The Society of Interventional Radiology, in collaboration with the American College of Radiology (ACR), is developing a national registry aimed at improving quality of care. Plans call for the registry to be ready by fall 2015.
Jeremy Durack, MD, will provide an update on plans for the registry during an In-the-classroom workshop on Wednesday, “Quality, IR and Economics: The Role of Interventional Radiology,” beginning at 1 p.m. in Room 311.
The registry will enable the collection of performance measures for image-guided interventional procedures. Participating facilities and physicians will receive reports based on aggregated benchmarks to facilitate patient safety and quality improvement efforts.
In addition, the IR registry will potentially give participants additional opportunities to fulfill reporting requirements for the Centers for Medicare and Medicaid Services (CMS) Physician Quality Reporting System (PQRS) and gain credits toward maintenance of certification (MOC) from the American Board of Radiology.
“We have also made a major effort to streamline data collection through automated capture from electronic medical records and software packages,” Dr. Durack said. “We really hope this will reduce reporting burden and data-entry errors.”

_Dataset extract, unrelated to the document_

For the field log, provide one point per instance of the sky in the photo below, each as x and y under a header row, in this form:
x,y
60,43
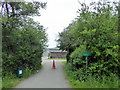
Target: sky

Additional focused registries will be developed using a similar registry platform, beginning with central venous access. Plans call to add many other procedures down the road.
Architects have developed and are piloting structured reporting templates for central venous access, uterine artery embolization, vertebral augmentation, IVC filter insertion, and IVC filter removal.
From the pilot, feedback from interventional radiologists, referring clinicians, researchers and billing experts will be used to improve workflow integration and build new standardized reporting templates.
Along with clinical data, standardized reporting components include relevant PQRS measures, Joint Commission standards and SIR/ACR guidelines.
Registries will capture procedural and postprocedure events, enabling postmarket surveillance of devices, a primary interest of the U.S. Food and Drug Administration (FDA). These efforts may be well positioned for federal funding opportunities from agencies such as the Patient-centered Outcomes Research Institute (PCORI) and the Agency for Healthcare Research & Quality (AHRQ).
The session will also include presentations on hospital expectations for interventional radiology; creating a data-driven quality improvement program for IR that serves patients; the IR Venture Forum, creating a new model for partnerships.